After reading this start a timer for about ten minutes. Spend that time making replies to posts in other people’s journals. Doesn’t matter who (comments turned the fuck off here). In most cases the easiest thing is to just continue reading your friends page, if you don’t want to do that there are always other places to find random posts. After your countdown ends finish typing your last comment and submit it, walk away from your computing device, grab a glass of whatever you have at home that you favor (alcoholic or not), sit facing a window outside. Enjoy the beverage for another ten minutes. Take a deep breath, continue living your day.

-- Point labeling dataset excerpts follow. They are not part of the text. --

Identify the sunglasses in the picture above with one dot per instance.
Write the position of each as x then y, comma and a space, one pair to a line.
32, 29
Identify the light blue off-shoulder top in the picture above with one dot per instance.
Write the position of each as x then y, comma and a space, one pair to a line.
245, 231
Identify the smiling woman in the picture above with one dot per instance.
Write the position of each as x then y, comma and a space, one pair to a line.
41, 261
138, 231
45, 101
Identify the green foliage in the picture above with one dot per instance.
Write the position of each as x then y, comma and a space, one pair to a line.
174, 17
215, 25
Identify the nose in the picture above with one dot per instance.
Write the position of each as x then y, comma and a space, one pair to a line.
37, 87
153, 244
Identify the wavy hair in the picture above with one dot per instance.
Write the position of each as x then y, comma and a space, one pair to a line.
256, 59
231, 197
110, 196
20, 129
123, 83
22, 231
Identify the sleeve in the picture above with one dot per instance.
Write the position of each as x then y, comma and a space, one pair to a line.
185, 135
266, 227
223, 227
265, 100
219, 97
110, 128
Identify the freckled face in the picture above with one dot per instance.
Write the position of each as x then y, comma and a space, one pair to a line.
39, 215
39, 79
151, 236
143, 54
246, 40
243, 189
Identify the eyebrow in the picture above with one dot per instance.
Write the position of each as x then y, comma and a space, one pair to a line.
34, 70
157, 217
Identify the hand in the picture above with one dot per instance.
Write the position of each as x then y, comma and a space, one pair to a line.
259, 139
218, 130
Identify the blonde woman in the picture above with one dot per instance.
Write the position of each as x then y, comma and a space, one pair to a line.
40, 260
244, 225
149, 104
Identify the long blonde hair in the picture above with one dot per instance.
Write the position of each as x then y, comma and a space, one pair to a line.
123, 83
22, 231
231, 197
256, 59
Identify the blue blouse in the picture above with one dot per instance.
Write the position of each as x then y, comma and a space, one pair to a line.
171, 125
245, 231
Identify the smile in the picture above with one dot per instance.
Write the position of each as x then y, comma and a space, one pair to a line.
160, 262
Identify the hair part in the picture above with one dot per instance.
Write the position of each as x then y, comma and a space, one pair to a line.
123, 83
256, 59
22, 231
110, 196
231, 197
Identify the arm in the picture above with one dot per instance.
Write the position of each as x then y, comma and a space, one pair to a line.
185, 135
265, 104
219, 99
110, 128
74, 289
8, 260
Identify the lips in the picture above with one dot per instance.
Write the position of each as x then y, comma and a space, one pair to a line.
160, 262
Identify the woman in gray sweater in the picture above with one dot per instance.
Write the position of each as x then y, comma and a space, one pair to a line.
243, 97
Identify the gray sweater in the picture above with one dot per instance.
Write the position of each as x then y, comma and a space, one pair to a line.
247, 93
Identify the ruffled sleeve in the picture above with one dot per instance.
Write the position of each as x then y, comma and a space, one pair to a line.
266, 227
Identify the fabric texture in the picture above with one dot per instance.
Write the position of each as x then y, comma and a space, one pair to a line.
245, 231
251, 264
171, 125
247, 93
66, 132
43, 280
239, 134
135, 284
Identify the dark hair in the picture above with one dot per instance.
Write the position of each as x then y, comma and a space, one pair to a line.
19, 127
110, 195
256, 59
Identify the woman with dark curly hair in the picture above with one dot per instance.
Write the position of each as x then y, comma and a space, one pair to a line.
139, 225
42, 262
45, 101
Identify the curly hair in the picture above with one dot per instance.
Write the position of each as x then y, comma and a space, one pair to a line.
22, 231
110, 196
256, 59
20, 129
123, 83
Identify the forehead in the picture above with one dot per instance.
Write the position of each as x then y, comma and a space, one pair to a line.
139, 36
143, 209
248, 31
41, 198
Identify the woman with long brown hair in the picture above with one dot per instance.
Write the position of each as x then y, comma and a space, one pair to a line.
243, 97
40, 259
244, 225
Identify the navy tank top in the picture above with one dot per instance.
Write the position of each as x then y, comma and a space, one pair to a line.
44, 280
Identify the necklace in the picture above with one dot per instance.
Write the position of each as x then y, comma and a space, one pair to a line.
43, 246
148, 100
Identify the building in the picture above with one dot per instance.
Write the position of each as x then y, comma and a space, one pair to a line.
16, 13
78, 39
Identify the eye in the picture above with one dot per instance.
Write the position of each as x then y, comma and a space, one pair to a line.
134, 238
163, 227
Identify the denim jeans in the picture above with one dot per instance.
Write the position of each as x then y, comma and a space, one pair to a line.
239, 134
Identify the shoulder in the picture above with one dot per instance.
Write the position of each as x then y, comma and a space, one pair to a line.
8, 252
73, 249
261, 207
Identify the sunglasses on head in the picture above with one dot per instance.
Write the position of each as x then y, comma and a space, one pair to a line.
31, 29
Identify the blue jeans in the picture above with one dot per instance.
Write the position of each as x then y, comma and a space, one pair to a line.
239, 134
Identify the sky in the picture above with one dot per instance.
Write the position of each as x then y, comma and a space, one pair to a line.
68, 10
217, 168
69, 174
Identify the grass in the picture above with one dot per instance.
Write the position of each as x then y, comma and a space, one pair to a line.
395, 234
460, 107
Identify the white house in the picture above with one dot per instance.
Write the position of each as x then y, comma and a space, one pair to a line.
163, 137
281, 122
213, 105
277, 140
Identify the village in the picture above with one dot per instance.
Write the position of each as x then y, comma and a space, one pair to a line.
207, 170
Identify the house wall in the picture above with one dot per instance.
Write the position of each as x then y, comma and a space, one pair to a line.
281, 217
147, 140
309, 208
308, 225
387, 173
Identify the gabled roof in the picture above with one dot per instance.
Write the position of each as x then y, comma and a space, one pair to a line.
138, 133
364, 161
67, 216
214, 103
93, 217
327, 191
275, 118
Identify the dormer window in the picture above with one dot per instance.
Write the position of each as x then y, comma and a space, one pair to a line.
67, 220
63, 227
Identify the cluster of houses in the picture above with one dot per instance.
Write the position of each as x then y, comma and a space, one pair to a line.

Why? Responses are important. Getting feedback means the rest of the world is very much out there and alive. This has nothing to do with you, unless you begin dialog, which in its self is a whole another world.
Here’s a bucket of gas and a match, start some shit up.
On the second day of CONvergence, I thought it was a good idea to act like a zombie would, by falling down a flight of stairs in a fit of blood and brains. Qarly tells me that I had this grand idea well before I got rip roaring drunk, while I’m pretty sure it was more like midnight.
Any how, some point in time that night my multi-tool slipped out of my pocket. Yes, I lost my Leatherman in Minneapolis. On returning back home, I promptly rode out to REI to grab a new one (my 4th Charge Titanium) only to find that they no longer carried it. Hopping onto Amazon I found what I wanted for a fair cost and ordered it.
Today I got my smiling package, popped it open, and found this huge ass tin box. Guess the model of the Charge I like is now some sort of limited collectors item, too good for a plastic heat shrink display case. Not too sure if I want to keep the flimsy tin box or what.
Suggestions on what I could do with it?
Over 4th of July weekend, Qarly (supetoope) and I jumped ship on any Juplaya plans, got on a plane and headed to Minneapolis for CONvergence. I didn’t really know what to except other then a convention filled with folks that enjoy sci-fi. No one, except for a secret contact, knew about our visit plans, so it was a bit of a surprise.